Libya Calls for Unified International Position to End Political Division
2018-07-19 06:20:34|Editor: yan

TRIPOLI, July 18 (Xinhua) -- Libya's UN-backed Prime Minister Fayez Serraj on Wednesday called for a "unified international position" to end the state of political division in the country.

Serraj made his remarks during a meeting with ambassadors of the United States, the United Kingdom, Italy, France, Germany, Russia and China, the UN envoy and the representative of the European Union to Libya, in Tunisia, according to a statement issued by the prime minister's information office later on Wednesday.

"Whenever we take a step towards reconciliation, we are faced with those who bring us backwards," Serraj said, pointing out that the recent Paris meeting on Libya was "the latest attempt for consensus, to which international attitudes varied."

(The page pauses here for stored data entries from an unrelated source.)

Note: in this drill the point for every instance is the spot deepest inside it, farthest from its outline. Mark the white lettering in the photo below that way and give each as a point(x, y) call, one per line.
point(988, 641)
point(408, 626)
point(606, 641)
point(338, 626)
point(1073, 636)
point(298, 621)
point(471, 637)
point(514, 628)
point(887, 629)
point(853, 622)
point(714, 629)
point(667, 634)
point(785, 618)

"Some of those who participated in the conference took advantage of this disparity to renounce their decisions and escape from their obligations. There are also those who seriously violated their decisions, such as what happened in the port ports," he added.

"The political division wouldn't have continued if the obstructers were faced with a firm, decisive unified international position," Serraj said, saying that "negative interference from regional and international countries extend the current state, and the obstructers rely on the contradiction of those positions."

He pointed out that some countries "take sides with some parties to the conflict, and some even provide some of those parties with arms despite the arms embargo."

"Patience is beginning to wear thin against the slackness of the international community, which has lost much of its credibility in the Libyan street for its policy of double standards sometimes," Serraj said.

Despite signing a UN-sponsored peace agreement by the Libyan parties later in 2015, Libya remains politically divided between two governments in the east and the west, both competing for legitimacy.

France hosted in May a meeting on Libya with the participation of different Libyan parties to end the political crisis in the country.

The parties agreed to hold and commit themselves to "credible" presidential and parliamentary elections slated for Dec. 10.